Recently one of our clients came to the unfortunate realization that her brand had been stolen and used by a competitor. She owns a Hair Salon in Mooresville, she requested that one of her client LIKE them on Facebook (a very common practice due to the explosion of social media), the customer called the next day to ask if they had franchised the business, because there was one exactly like it only 45 miles away.
A little research revealed that the culprit was indeed using our client’s logo on their Facebook business page; the only difference was they added some text to the background of the logo. Further investigation revealed they had made signs for their building and stenciled the logo on their front door.

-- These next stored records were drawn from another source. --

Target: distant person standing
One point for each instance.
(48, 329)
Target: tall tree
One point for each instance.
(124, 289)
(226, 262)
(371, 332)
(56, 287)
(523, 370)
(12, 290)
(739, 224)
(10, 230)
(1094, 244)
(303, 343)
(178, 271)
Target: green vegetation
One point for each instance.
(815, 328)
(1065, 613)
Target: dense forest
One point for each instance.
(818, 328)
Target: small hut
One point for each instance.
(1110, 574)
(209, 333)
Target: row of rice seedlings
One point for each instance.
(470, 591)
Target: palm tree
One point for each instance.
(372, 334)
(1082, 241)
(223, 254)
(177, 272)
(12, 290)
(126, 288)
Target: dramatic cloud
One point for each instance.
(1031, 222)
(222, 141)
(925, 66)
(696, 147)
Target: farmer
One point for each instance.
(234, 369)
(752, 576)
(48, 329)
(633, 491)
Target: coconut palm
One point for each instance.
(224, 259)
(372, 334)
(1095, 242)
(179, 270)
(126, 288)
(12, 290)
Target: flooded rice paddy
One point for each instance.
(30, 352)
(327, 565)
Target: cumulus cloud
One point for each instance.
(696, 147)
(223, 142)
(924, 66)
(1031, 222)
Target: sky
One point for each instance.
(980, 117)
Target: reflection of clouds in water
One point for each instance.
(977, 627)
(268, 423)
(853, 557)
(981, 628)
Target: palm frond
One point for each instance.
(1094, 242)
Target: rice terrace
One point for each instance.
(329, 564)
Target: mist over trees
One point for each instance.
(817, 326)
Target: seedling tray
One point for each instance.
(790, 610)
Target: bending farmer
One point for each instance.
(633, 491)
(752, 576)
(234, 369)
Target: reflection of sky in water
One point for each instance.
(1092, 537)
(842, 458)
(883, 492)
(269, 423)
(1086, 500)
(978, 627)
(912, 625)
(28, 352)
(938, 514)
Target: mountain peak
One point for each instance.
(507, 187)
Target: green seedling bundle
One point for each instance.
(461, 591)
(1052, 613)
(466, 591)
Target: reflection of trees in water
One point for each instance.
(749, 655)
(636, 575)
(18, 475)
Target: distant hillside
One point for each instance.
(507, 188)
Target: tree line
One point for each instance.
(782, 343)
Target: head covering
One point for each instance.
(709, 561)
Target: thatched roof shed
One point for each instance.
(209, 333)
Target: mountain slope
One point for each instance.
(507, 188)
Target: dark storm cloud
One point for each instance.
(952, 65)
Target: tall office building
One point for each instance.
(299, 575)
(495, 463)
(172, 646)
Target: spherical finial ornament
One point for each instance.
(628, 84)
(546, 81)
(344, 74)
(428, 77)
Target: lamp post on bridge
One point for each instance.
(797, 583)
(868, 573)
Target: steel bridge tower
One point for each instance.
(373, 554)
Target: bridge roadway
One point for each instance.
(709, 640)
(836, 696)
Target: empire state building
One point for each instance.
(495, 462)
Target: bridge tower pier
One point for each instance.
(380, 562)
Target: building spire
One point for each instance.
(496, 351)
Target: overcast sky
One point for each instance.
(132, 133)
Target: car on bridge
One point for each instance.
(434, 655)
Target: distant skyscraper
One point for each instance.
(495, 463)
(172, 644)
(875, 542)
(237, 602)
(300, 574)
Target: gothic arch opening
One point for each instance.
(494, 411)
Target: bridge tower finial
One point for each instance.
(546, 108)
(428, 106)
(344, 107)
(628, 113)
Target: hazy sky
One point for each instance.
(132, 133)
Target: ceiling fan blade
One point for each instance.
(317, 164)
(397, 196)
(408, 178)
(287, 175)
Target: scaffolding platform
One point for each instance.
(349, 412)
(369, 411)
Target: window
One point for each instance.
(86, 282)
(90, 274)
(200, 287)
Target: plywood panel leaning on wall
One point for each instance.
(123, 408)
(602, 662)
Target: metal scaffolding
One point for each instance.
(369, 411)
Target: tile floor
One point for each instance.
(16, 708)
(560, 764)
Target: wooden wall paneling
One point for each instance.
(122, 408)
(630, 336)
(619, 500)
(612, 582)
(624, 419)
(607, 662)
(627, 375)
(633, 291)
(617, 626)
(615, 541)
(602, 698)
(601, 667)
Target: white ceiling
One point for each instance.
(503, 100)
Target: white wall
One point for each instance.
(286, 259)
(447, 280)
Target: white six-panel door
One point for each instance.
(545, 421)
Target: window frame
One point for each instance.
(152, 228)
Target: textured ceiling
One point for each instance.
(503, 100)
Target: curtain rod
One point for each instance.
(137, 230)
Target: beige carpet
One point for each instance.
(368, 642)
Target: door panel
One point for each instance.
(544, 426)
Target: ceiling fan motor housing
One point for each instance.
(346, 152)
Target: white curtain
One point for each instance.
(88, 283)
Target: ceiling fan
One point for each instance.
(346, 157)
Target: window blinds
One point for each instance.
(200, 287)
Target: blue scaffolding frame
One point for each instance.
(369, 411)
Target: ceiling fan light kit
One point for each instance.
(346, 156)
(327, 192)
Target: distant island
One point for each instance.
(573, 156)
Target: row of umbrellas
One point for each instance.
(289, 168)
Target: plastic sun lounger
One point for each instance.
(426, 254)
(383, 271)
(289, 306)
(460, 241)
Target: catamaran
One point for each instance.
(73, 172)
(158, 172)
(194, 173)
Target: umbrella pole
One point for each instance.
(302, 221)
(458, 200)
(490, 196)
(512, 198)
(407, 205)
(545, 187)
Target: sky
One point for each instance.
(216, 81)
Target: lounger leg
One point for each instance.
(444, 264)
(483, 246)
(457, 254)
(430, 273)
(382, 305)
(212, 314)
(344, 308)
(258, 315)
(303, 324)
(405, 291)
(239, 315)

I called the owners of the salon and had a very professional conversation regarding intellectual property, copyrights and branding, he was receptive to the call, but had no idea of any infraction. As it turns out, he hired someone to create the Facebook page and that person is actually the perpetrator that stole the logo from my client. Now we have 2 victims!
Further research and conversations resulted in the logo being removed from their Facebook page, but due to the cost involved in revamping their marketing materials, they declined to cease use of the logo and to not replace their marketing materials and signage. Litigation is obviously pending.
Steps to Avoid Online Piracy:
- Use a low resolution of your logo for Social Media, Website and all online activities
- Watermark the logo
- “Right-Click Disable” is a piece of code that will thwart some perpetrators, but not all.
- “No Pin” is a line of HTML code that will disable the ability to add your graphics to Pinterest. This only works for Pinterest and only stops most people, not all people from theft.
- Register your brand/logo with the US Patent & Trademark Office
- Commercial fonts cannot be trademarked, unless they are “Specialty Fonts” that are graphically created specifically for the logo.
Steps to Prove Intellectual Property Theft:
- Research and gather as much information as possible regarding the theft.
- Estimate how much damage was done to your brand and the approximate loss of revenue.
- Talk to an attorney that specializes in Intellectual Property.
- Contact the business owner in a professional manner to discuss/resolve the issue.
- File a lawsuit against the offending business.
Regardless of the measures you put into place to protect your brand and intellectual property, the “Dark Side of the Internet” is obvious, it enables people to easily and without regard, obtain your property.